Coptic Christian leaders in the Washington region and across the United States have denounced the video as highly offensive and inflammatory, and they have expressed concerns that it could further inflame Muslim sentiment against Copts in Egypt, where the large Christian minority has faced harassment and violence for years.
Federal authorities on Thursday said that a Coptic Christian man in southern California, currently on probation for financial crimes, is the key figure behind the video.
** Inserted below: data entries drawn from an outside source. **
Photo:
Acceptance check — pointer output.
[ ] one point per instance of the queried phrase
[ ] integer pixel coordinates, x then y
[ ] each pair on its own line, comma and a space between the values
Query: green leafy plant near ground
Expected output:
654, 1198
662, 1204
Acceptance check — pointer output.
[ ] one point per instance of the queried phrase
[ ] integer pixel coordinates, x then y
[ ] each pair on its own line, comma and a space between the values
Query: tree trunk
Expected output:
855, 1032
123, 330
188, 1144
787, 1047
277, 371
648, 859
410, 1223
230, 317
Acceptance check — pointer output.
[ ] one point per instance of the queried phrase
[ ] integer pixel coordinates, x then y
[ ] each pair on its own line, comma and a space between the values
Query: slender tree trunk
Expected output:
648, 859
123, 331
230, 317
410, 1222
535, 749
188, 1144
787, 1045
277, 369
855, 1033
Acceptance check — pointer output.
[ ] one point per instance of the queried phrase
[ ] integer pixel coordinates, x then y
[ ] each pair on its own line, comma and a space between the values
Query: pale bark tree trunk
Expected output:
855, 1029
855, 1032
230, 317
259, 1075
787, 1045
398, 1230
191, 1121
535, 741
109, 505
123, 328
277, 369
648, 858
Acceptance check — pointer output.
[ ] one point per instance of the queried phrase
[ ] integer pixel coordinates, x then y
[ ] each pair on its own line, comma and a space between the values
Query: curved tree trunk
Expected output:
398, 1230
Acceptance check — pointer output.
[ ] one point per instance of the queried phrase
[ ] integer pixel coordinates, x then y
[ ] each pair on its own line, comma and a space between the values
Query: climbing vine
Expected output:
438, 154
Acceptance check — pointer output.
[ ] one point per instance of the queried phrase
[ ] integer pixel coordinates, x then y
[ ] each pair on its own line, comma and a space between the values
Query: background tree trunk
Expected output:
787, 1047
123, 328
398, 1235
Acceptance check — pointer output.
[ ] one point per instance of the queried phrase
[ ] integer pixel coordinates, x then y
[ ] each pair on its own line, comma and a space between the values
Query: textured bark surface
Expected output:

According to the Associated Press, government sources said that Nakoula Bassely Nakoula, 55, was the person who wrote and directed the film.
In a statement Thursday, the senior Coptic Orthodox bishop in Los Angeles said the church “strongly rejects dragging the respectable Copts of the diaspora” into the controversy over the film. “It is not the Christian way to respond to hatred with hate.”
But Sadek, who did not return e-mails or phone messages Thursday, appears to have played a role in promoting the video, which depicts Islam’s most revered figure as a vulgar, violent womanizer swaggering in the desert with a gang of thugs. The video provoked violence Wednesday, including an assault on the U.S. Consulate in Libya that killed Ambassador J. Christopher Stevens.
Sadek posted the U.S.-made video, with Arabic subtitles, on the Web site of the National American Coptic Assembly, a group he heads that is based in Chantilly. Several Coptic activists also said he sent e-mails promoting the video to hundreds of people, including local followers and journalists in Egypt. However, they said that they did not believe Sadek had played a role in adding the subtitles.
Sadek’s autobiography on the Web site describes him as a lawyer and human rights activist who was born in Egypt in 1942 and now lives in the United States. It includes a lengthy resume of academic degrees, awards, bar association memberships in both countries, conferences attended and published works. It describes him as a longtime legal defender of religious freedom in Egypt with offices in Fairfax County.
Some religious activists in the Washington area said they had seen Sadek at conferences and meetings over the years, but they described him as a fringe figure whose rhetoric was stridently anti-Islamic. Coptic activists here said that he has been rejected by organized local Coptic groups but that he regularly sends out provocative e-mails attacking Islam.